Poor performing students may be suspended sooner

Poor-performing University of Otago students could be suspended earlier under changes being considered at the university, partly because of pressures from a tighter funding system.

However, an Otago University draft report on possible students enrolment limits, obtained by the Otago Daily Times, rejects imposing any big new limits on first-year enrolment at Otago.

The report, by a university senate working party, recommends a policy change, from next year, under which students who passed fewer than half of their course points would be suspended after two years, rather than the current three.

Students would move on to conditional enrolment after one year of poor results rather than the present two years.

Earlier and more effective "pastoral support" should also be provided.

Students suspended from other universities because of insufficient academic progress should also not be permitted to transfer to Otago until their suspension was over, the report suggested.

Otago University's present more open approach to such transfers was inequitable and it risked "becoming a refuge for poor-performing students from elsewhere".

Research showed that students who spent their first year in a university college of residence were more academically successful than those who did not.

The university should aim to allow local students to also attend such colleges on the same basis as non-locals, the report said.

Tighter restrictions on entry to many courses have been considered by several universities after the Government last year moved to a more constrained funding system, and away from the previous demand-driven approach, under which funding automatically followed enrolment.

The report warned about the risk of the university carrying some unfunded students, where enrolments exceeded the total negotiated with the Tertiary Education Commission.

The economic downturn was boosting student enrolments, but was also constraining the Government's "ability and/or willingness to fund growth".

Prof Gareth Jones, the deputy vice-chancellor, academic and international, who convened the 10-strong working party, said he could not comment at this stage, as nothing had been decided.

The report had not yet been considered by the university senate, and no recommendations had been made to the university council, officials said.

Otago's current "academic progress policy" did not serve the best interests of either students or the university.

Of the 130 students who started this year on conditional enrolment and completed semester one papers, 45% failed to pass any points, and a further 15% passed some points but less than half for which they had enrolled.

"Poor-performing students can take up an inordinate amount of academic staff time, which must inevitably be at the expense of time devoted to other students, to research, or to service."


Getting tough
University of Otago draft report recommends policy changes to counter poor performance and a tougher funding criteria.

Among the recommendations:
- Earlier suspensions for under-performing students.

- Students suspended from other universities should not be permitted to transfer to Otago until their suspension was over.

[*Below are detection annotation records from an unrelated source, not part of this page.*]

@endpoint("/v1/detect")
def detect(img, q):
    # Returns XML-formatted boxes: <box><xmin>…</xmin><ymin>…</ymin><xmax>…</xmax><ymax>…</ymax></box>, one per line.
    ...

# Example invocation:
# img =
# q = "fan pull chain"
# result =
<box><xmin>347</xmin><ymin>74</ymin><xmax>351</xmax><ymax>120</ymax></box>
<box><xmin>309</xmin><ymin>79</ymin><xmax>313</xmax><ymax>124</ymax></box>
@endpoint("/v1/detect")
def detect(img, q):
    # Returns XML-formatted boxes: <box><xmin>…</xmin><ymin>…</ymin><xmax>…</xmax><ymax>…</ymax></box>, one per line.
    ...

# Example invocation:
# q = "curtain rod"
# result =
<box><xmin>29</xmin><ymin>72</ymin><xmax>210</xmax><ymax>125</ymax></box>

- University should allow local students to attend residential colleges on the same basis as non-locals.

Performance problems
- Concern over "special admission" students - domestic students who are legally permitted to enter university because they are aged 20 or over, but have not met academic requirements for earlier entry.

- Of the 4167 first-year students enrolled last year, about 94% were New Zealand citizens or residents, and about 89% had NCEA Level 3 or equivalent, or an overseas qualification.

- About 450 were special admission students. About 19% of those students failed every paper in which they enrolled, and a further 10% passed less than half.

- Only 2% of those admitted via NCEA Level 3 failed every course in which they enrolled.